Biden vows to heal divided US
Joe Biden accepted the Democratic Party nomination for the White House on Thursday, vowing to heal a US battered by a deadly pandemic and divided by four years of Donald Trump’s presidency.
“The current President has cloaked America in darkness for much too long. Too much anger. Too much fear. Too much division,” Biden said. “Here and now, I give you my word: if you entrust me with the presidency, I’ll draw on the best of us, not the worst.”
Biden’s speech — the capstone of nearly five decades in politics — was delivered inside a largely empty arena in his hometown of Wilmington, Delaware, at the conclusion of a Democratic convention held virtually because of the coronavirus pandemic that has killed more than 170,000 Americans.
Describing the current moment as one of the most difficult times the country has ever faced, Biden offered himself as a uniter who would work “just as hard” for those who do not support him — drawing a stark contrast with the Republican Trump, who has kept the focus on his base of voters.
“While I’ll be a Democratic candidate, I’ll be an American president,” said Biden, who faces Trump in the November 3 election. “That’s the job of a President. To represent all of us, not just our base or our party. This is not a partisan moment. This must be an American moment. It’s a moment that calls for hope, and light, and love.”
Democrats used the convention to highlight the broad coalition working to oust Trump, showcasing liberals and moderates, elder statesmen and rising stars — and even some high-profile Republicans, who urged their fellow conservatives to place patriotism above party.
The event also put the Democrats’ diversity on display, particularly the nomination of senator Kamala Harris, the first black woman and Asian American on a major-party ticket.
While Democrats laid out plenty of areas in which Biden would pursue dramatically different policies than Trump, including immigration, climate change and gun safety, much of Thursday was devoted to themes such as integrity.
The programme also emphasised Biden’s personal experience with tragedy — his first wife’s and infant daughter’s deaths in a car accident, and the death of his son Beau from cancer — to underscore his ability to empathise with suffering Americans. Critics accuse Trump, whose instincts are more combative than comforting, of failing to offer solace at a time of crisis.
Biden spoke directly to those who had lost someone to the pandemic and offered a withering assessment of Trump’s response to the months-old health crisis.

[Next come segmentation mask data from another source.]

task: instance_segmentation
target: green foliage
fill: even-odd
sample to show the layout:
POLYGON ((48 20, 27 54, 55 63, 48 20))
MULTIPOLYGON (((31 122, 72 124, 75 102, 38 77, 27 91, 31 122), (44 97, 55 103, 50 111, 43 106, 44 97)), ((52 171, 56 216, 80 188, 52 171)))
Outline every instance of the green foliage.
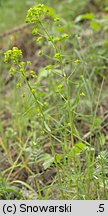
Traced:
POLYGON ((0 32, 9 30, 17 24, 22 24, 27 13, 27 9, 33 5, 34 1, 5 0, 0 1, 0 32), (23 11, 23 13, 22 13, 23 11))
POLYGON ((22 198, 20 190, 10 186, 0 174, 0 200, 19 200, 22 198))

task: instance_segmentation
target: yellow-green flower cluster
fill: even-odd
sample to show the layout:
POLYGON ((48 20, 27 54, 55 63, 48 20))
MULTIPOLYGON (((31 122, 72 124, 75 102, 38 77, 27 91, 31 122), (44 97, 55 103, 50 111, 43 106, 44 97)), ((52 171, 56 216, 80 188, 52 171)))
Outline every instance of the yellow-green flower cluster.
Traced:
POLYGON ((57 18, 55 11, 52 8, 47 7, 44 4, 38 4, 37 6, 34 6, 33 8, 30 8, 28 10, 26 16, 26 22, 27 23, 39 22, 40 17, 44 18, 45 16, 51 17, 54 20, 57 18))
POLYGON ((54 58, 55 58, 55 59, 60 59, 60 58, 61 58, 60 53, 56 53, 56 54, 54 55, 54 58))
POLYGON ((12 50, 4 53, 4 62, 12 62, 12 64, 17 65, 22 57, 22 51, 17 47, 13 47, 12 50))
POLYGON ((68 37, 69 37, 68 34, 63 34, 63 35, 61 35, 60 37, 56 37, 56 38, 54 39, 54 42, 62 41, 62 40, 64 40, 64 39, 68 38, 68 37))

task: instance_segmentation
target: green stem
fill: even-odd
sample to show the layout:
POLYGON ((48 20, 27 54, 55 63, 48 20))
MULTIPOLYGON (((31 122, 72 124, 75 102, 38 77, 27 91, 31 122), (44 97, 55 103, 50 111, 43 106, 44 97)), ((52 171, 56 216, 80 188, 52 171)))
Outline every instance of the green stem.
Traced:
POLYGON ((23 75, 23 77, 24 77, 25 82, 27 83, 27 86, 28 86, 28 88, 29 88, 31 94, 33 95, 33 97, 34 97, 34 99, 35 99, 35 101, 36 101, 36 103, 37 103, 37 105, 38 105, 38 107, 39 107, 39 110, 40 110, 40 112, 41 112, 41 115, 42 115, 42 117, 43 117, 43 120, 45 121, 45 115, 44 115, 44 113, 43 113, 43 111, 42 111, 41 104, 40 104, 40 102, 38 101, 38 99, 37 99, 35 93, 32 91, 32 87, 31 87, 29 81, 26 79, 24 72, 22 72, 22 75, 23 75))
POLYGON ((71 103, 70 103, 70 93, 69 93, 69 83, 66 76, 64 77, 65 84, 66 84, 66 95, 67 95, 67 104, 68 104, 68 112, 69 112, 69 123, 70 123, 70 129, 71 129, 71 144, 72 147, 74 146, 74 135, 73 135, 73 113, 71 111, 71 103))
MULTIPOLYGON (((50 143, 51 143, 52 155, 54 157, 54 162, 55 162, 55 166, 56 166, 56 170, 57 170, 59 187, 61 187, 62 186, 62 180, 61 180, 61 175, 60 175, 60 171, 59 171, 59 165, 58 165, 57 159, 56 159, 56 153, 55 153, 54 144, 53 144, 53 140, 52 140, 52 134, 50 134, 50 143)), ((64 199, 64 194, 63 194, 62 189, 60 189, 60 193, 61 193, 62 199, 64 199)))
MULTIPOLYGON (((46 28, 44 27, 43 23, 41 22, 41 20, 38 18, 39 23, 41 25, 41 27, 43 28, 44 32, 46 33, 48 39, 50 39, 56 53, 60 53, 59 49, 56 47, 53 39, 51 38, 50 34, 48 33, 48 31, 46 30, 46 28)), ((73 135, 73 115, 72 115, 72 111, 71 111, 71 103, 70 103, 70 94, 69 94, 69 83, 66 77, 66 74, 64 72, 64 64, 63 64, 63 60, 62 60, 62 56, 60 53, 60 65, 61 65, 61 70, 62 70, 62 75, 65 81, 65 86, 66 86, 66 94, 67 94, 67 100, 68 100, 68 112, 69 112, 69 121, 70 121, 70 128, 71 128, 71 144, 72 146, 74 146, 74 135, 73 135)))

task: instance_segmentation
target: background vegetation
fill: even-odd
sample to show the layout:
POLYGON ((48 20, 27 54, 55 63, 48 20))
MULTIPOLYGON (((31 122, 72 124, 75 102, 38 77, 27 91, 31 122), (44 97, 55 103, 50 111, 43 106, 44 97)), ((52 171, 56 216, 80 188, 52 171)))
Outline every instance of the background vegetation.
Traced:
POLYGON ((0 199, 107 199, 107 0, 1 0, 0 20, 0 199), (49 34, 68 34, 57 42, 66 80, 50 42, 37 40, 32 25, 9 33, 38 3, 60 17, 60 24, 45 22, 49 34), (44 125, 25 81, 9 76, 4 52, 12 47, 32 62, 27 80, 44 125))

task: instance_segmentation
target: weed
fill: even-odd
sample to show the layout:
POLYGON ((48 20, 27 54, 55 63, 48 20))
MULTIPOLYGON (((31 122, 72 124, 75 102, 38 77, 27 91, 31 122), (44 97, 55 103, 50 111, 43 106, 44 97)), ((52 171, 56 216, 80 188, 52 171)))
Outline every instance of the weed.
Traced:
MULTIPOLYGON (((90 20, 90 28, 94 29, 93 14, 80 15, 75 22, 85 19, 90 20)), ((46 58, 47 64, 36 72, 31 69, 32 62, 24 61, 19 48, 13 47, 4 53, 5 63, 11 65, 10 76, 14 77, 17 86, 15 91, 22 95, 19 99, 15 92, 15 103, 20 100, 24 109, 23 115, 19 115, 17 110, 15 112, 15 121, 21 121, 19 125, 23 128, 16 133, 9 128, 6 131, 5 141, 12 133, 16 136, 10 135, 15 145, 9 149, 1 142, 10 164, 4 174, 11 184, 26 187, 39 199, 55 198, 55 193, 59 199, 106 199, 107 153, 101 144, 97 150, 94 138, 94 130, 95 136, 102 138, 101 120, 97 118, 97 112, 104 78, 96 95, 96 103, 93 95, 95 89, 92 87, 94 70, 89 75, 86 57, 80 52, 83 44, 74 35, 75 53, 71 54, 71 35, 64 32, 64 20, 54 9, 38 4, 28 10, 26 22, 33 23, 32 34, 40 47, 36 57, 40 62, 42 57, 46 58), (84 103, 87 103, 87 114, 83 110, 84 103), (88 134, 85 137, 82 135, 83 128, 78 121, 83 122, 83 127, 86 122, 89 139, 85 138, 88 134), (45 146, 47 152, 44 151, 45 146), (16 159, 12 155, 13 150, 16 159), (51 168, 55 168, 56 174, 51 176, 50 181, 47 179, 44 185, 43 173, 51 168), (33 186, 20 179, 22 170, 26 177, 32 178, 33 186), (15 175, 18 178, 13 181, 15 175)), ((94 30, 98 31, 96 25, 94 30)))

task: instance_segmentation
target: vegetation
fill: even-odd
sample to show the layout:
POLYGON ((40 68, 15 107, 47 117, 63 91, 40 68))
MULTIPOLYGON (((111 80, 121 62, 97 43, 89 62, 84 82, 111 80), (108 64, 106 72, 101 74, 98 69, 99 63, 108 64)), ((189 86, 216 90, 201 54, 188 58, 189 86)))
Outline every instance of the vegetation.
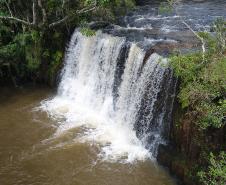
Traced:
MULTIPOLYGON (((160 4, 159 13, 178 14, 179 3, 179 0, 167 0, 160 4)), ((193 183, 223 185, 226 184, 226 142, 224 140, 216 145, 216 141, 209 138, 216 138, 213 136, 216 133, 226 134, 226 22, 223 18, 217 19, 213 33, 198 33, 183 18, 181 22, 200 40, 202 50, 170 58, 170 65, 180 82, 178 100, 183 115, 179 121, 179 132, 183 130, 183 122, 190 123, 191 132, 195 133, 190 133, 192 138, 187 142, 189 147, 198 147, 199 150, 197 155, 197 149, 194 149, 196 158, 191 159, 193 149, 181 149, 180 144, 185 143, 179 141, 179 156, 185 156, 185 169, 189 169, 186 178, 193 183)), ((178 137, 178 134, 175 136, 178 137)))
POLYGON ((224 185, 226 182, 226 153, 221 152, 218 156, 211 153, 207 170, 199 172, 198 176, 205 185, 224 185))
POLYGON ((171 64, 180 78, 179 99, 197 125, 206 129, 210 126, 220 128, 226 116, 226 56, 225 23, 217 20, 216 34, 200 33, 208 50, 205 60, 202 52, 173 56, 171 64))
POLYGON ((166 0, 160 3, 159 6, 159 14, 165 14, 165 13, 172 13, 174 4, 176 3, 176 0, 166 0))
POLYGON ((51 81, 76 26, 114 21, 133 5, 133 0, 0 0, 0 80, 51 81))
MULTIPOLYGON (((170 13, 177 2, 161 3, 159 13, 170 13)), ((0 0, 0 82, 9 80, 15 86, 22 80, 53 82, 75 27, 92 36, 95 31, 86 22, 115 21, 133 6, 134 0, 0 0)), ((216 20, 213 29, 212 34, 191 30, 205 48, 174 55, 170 64, 180 81, 178 99, 184 116, 198 130, 200 153, 209 156, 197 162, 194 173, 202 184, 223 185, 225 146, 213 147, 206 137, 209 130, 226 126, 225 21, 216 20)))
MULTIPOLYGON (((205 53, 199 51, 171 57, 171 66, 180 80, 178 99, 184 117, 196 127, 196 145, 200 153, 209 158, 197 159, 199 182, 205 185, 226 183, 225 145, 213 146, 208 137, 213 129, 226 126, 226 23, 218 19, 213 25, 214 33, 198 33, 205 42, 205 53), (217 156, 212 154, 220 153, 217 156), (206 167, 206 164, 209 164, 206 167)), ((194 129, 193 129, 194 130, 194 129)), ((193 174, 194 174, 193 173, 193 174)))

“Our current President has failed in his most basic duty to the nation: he’s failed to protect us,” Biden said.
Trump responded on Twitter, writing: “In 47 years, Joe did none of the things of which he now speaks. He will never change, just words!”
After months of unrest over racial inequality following the police killing of George Floyd, a black man in Minneapolis, Biden urged the country to address systemic discrimination. “Will we be the generation that finally wipes out the stain of racism from our national character?” he asked. “I believe we’re up to it. I believe we’re ready.”
Earlier on Thursday, several Democrats who challenged Biden for the nomination, including Bernie Sanders and Elizabeth Warren and Michael Bloomberg, pressed the case for Biden. Bloomberg said Trump had failed both as a businessman and as a President.